Whenever this documentation mentions two Locations having the same timezone specification, it means both the timezone field and the ignore_DST flag having the same value, as only both values together correctly describe the logic of processing timestamps (i.e. datetime objects) in TRAPPER.

Timezone is set for Location

Location objects have a timezone field and an ignore_DST flag. You have to specify them in the form when adding location in one of the following ways:

  • using the map view with the form for adding a single location,
  • importing locations from CSV or GPX file (bulk import),
  • creating locations automatically using deployments bulk import.

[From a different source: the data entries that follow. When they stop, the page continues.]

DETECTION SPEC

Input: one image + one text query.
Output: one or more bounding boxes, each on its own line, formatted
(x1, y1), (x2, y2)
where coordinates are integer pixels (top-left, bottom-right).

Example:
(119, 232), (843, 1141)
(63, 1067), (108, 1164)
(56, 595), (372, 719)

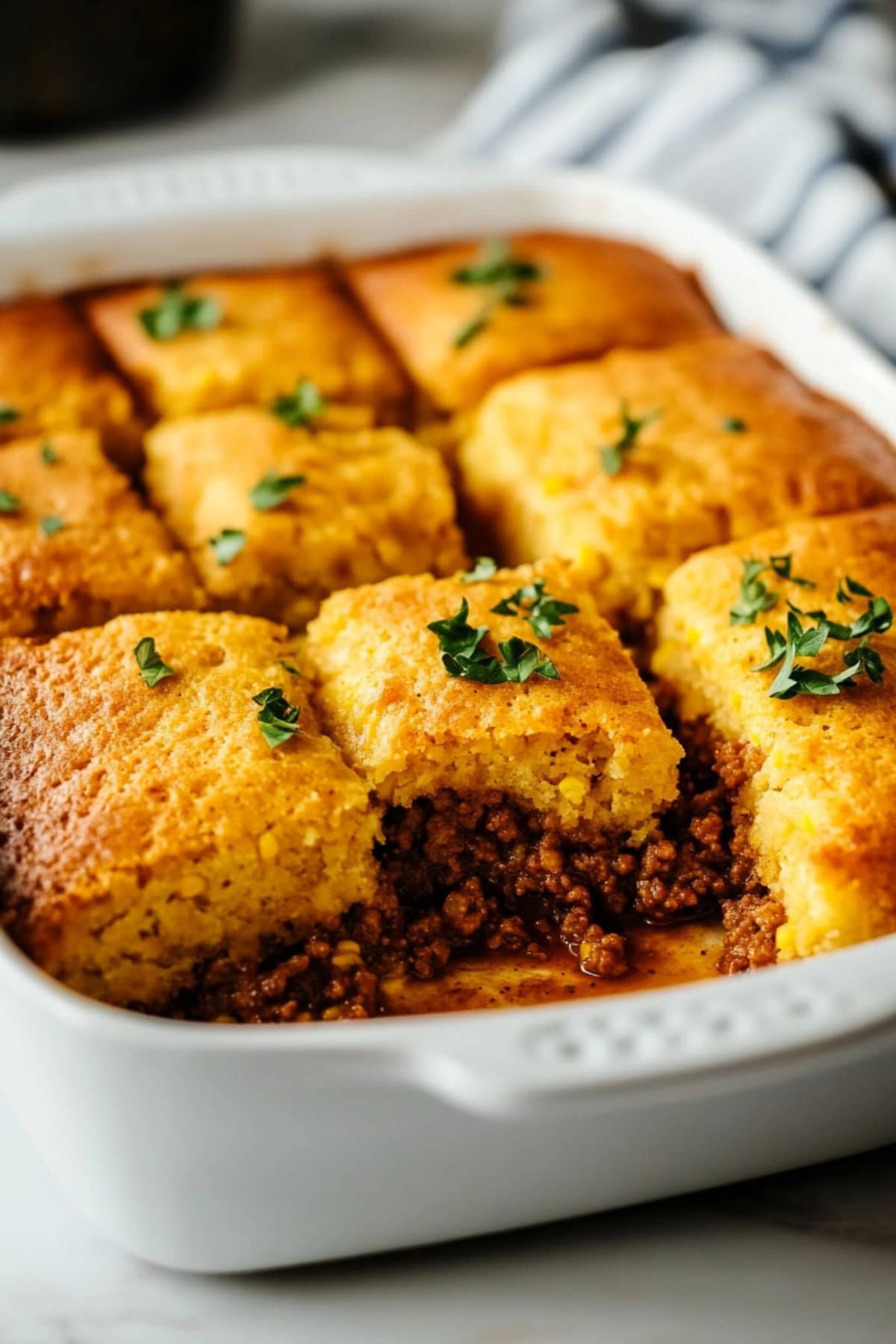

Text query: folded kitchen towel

It is very important to correctly set timezone information for every Location, because this data is used to process timestamps in all Deployments and Resources connected to given Location.

Timezone behaviour during CSV import

When importing Deployments or Locations from CSV file, you have to provide their timezone and ignore_DST values in the import forms.

This means that you can only import locations from the same timezone and with the same ignore_DST flag value. Data that do not meet this condition has to be imported using separate CSV files.

When importing Locations, values from the form will be set for all imported objects.

When importing Deployments, they can be linked to different locations, but all locations need to have the same timezone specification. If locations are being created, their timezone info will be set to data from the form.

If Deployments are uploaded to existing Locations, the file will be validated to make sure all locations referenced in the data have the same timezone specification as in the form.

This also applies to uploading Collections - in trapper-client, Collections can only be created from Resources linked to Locations with the same timezone specification. The timezone specification (as specified in the trapper-client settings screen) is provided in the YAML file describing given Collection. When uploading a Collection, the validation process is performed to check that provided timezone matches Locations in the database as well.